Ao estudar deste modo o desenvolvimento total da inteligência humana, nas suas várias esferas de atividade, desde o seu primeiro esforço até aos nossos dias, julgo ter descoberto uma grande lei fundamental à qual ele está submetido por uma necessidade invariável e que se me afigura poder ser solidamente estabelecida, quer sobre as provas racionais fornecidas pelo conhecimento da nossa organização, quer sobre as verificações históricas resultantes dum atento exame do passado. Esta lei consiste em que cada uma das nossas principais concepções, cada ramo dos nossos conhecimentos, passa sucessivamente por três estados teóricos diferentes: o estado teológico ou fictício; o estado metafísico ou abstrato; o estado científico ou positivo. Por outras palavras, o espírito humano, devido à sua natureza, emprega sucessivamente, em cada uma das suas investigações, três métodos de filosofar, cujas caraterísticas são essencialmente diferentes e, até, radicalmente opostas: primeiramente, o método teológico; depois, o método metafísico; e, finalmente, o método positivo. Daí três espécies de filosofias, ou sistemas gerais de concepções sobre o conjunto dos fenômenos, que mutuamente se excluem: a primeira é o ponto de partida necessário da inteligência humana; a terceira, o seu estado fixo e definitivo; a segunda é unicamente destinada a servir de transição.

No estado teológico, o espírito humano, dirigindo essencialmente as suas investigações para a natureza íntima dos seres, as causas primeiras e finais de todos os efeitos que o impressionam, em suma, para os conhecimentos absolutos, imagina que os fenômenos são produzidos pela ação direta e contínua de agentes sobrenaturais mais ou menos numerosos, cuja intervenção arbitrária explica todas as aparentes anomalias do universo.

No estado metafísico, que, no fundo, não é mais do que uma simples modificação geral do primeiro, os agentes sobrenaturais são substituídos por forças abstratas, verdadeiras entidades (abstrações personificadas) inerentes aos diversos seres do mundo e concebidas como capazes de engendrar por si próprias todos os fenômenos observados, cuja explicação consiste então em atribuir a cada um a correspondente entidade.

Enfim, no estado positivo, tendo o espírito humano reconhecido a impossibilidade de obter noções absolutas, renuncia a procurar a origem e o destino do universo e a conhecer as causas íntimas dos fenômenos, para unicamente se ater a descobrir, pelo uso bem combinado do raciocínio e da observação, as suas leis efetivas, isto é, as suas relações invariáveis de sucessão e de semelhança. A explicação dos fatos, então reduzida aos seus termos reais, já não é, desde esse momento, mais do que o liame estabelecido entre os diversos fenômenos particulares e alguns fatos gerais, cujo número os progressos da ciência tendem cada vez mais a fazer diminuir.

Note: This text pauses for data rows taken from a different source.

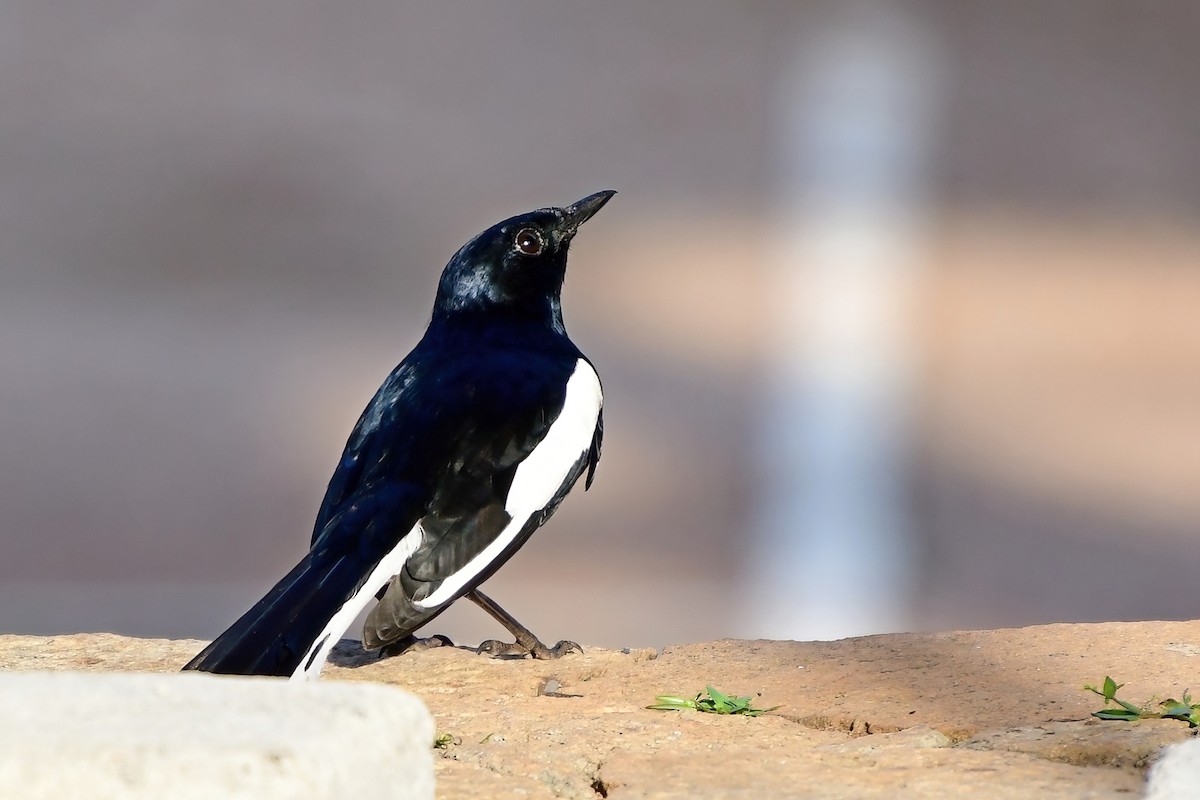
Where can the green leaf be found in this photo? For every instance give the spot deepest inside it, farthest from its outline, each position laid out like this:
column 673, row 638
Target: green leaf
column 1116, row 714
column 670, row 703
column 715, row 703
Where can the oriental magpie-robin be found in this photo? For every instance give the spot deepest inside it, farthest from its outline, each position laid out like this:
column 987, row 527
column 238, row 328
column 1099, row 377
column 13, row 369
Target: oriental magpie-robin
column 469, row 446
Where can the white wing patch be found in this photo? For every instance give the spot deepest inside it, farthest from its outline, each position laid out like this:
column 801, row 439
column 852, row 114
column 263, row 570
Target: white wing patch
column 539, row 476
column 389, row 565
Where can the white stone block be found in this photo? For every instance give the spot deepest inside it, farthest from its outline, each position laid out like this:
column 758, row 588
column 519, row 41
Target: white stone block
column 196, row 735
column 1176, row 774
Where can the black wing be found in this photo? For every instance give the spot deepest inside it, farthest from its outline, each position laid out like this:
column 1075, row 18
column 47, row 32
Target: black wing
column 467, row 512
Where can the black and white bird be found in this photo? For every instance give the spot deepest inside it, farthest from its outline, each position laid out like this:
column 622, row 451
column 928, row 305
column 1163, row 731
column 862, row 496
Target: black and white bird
column 469, row 445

O sistema teológico atingiu a mais alta perfeição de que seria capaz quando sobrepôs a ação providencial dum ser único ao jogo variado das numerosas divindades independentes que primitivamente tinham sido imaginadas. Do mesmo modo, o último termo do sistema metafísico consiste em conceber, em vez das diferentes entidades particulares, uma única grande atividade geral, a natureza, encarada como a única origem de todos os fenômenos. Do mesmo modo, a perfeição do sistema positivo, para o qual tende sem cessar, se bem seja muito provável que jamais a atinja, seria poderem representar-se todos os diversos fenômenos observáveis como casos particulares de um único fato geral, como, por exemplo, o da gravitação.

Auguste Comte, Cours de Philosophie Positive, 3.a ed., 1869, pp. 8-10.